Family Tree of King Tutankhamun
The King Tut Family Tree is interesting in that it reveals a number of incestual relationships within the royal family. Incest was not uncommon among the royal families of Ancient Egypt, as it was believed to maintain the purity of the royal bloodline and ensure a strong dynastic succession.
In this article about the family tree of King Tutankhamun, we trace as far back as Tutankhamun’s great-grandfather, Thutmose IV, and focus especially on the five pharaohs who reigned before him.
The King Tut Family Tree
In 2009, extended DNA-tests were carried out on the mummy of Tutankhamun, as well as other members of his family. The results of these tests were published in 2010 and were interesting to say the least.
It was now proven that Akhenaten was not Tutankhamun’s father-in-law as had previously been believed, but his actual father. It was also discovered that Amenhotep III was his grandfather and that Ankhesenamun was not just his wife, but also his older half-sister. Finally, it was discovered that Nefertiti was both his step-mother and his mother-in-law.
These incestual relationships were actually very common amongst the Egyptian Royal Family, as it was thought to guarantee the succession of bloodlines.
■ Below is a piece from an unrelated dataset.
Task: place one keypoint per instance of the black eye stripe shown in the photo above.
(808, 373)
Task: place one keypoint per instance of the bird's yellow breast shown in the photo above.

However, biologically, it came at a price. Tutankhamun and his half-sister had at least two miscarriages, the unborn foetuses of which (Mummy 317a and Mummy 317b) were buried with the pharaoh in his tomb. And Tutankhamun himself suffered from a number of conditions and maladies, which are believed to be hereditary due to his incestual bloodline.
Before it is possible to properly discuss Tutankhamun and his reign as pharaoh, it is important to first put his short reign into context, which means taking a closer look at the King Tut Family Tree, beginning with his great-grandfather, Thutmose IV.
Thutmose IV was not actually ever meant to be pharaoh; he managed to usurp his older brother, the crown prince, as ruler. The famous Dream Stele, which was erected between the two paws of the Sphinx in ca. 1400 BC, makes claim to a divine legitimisation of his right to be pharaoh.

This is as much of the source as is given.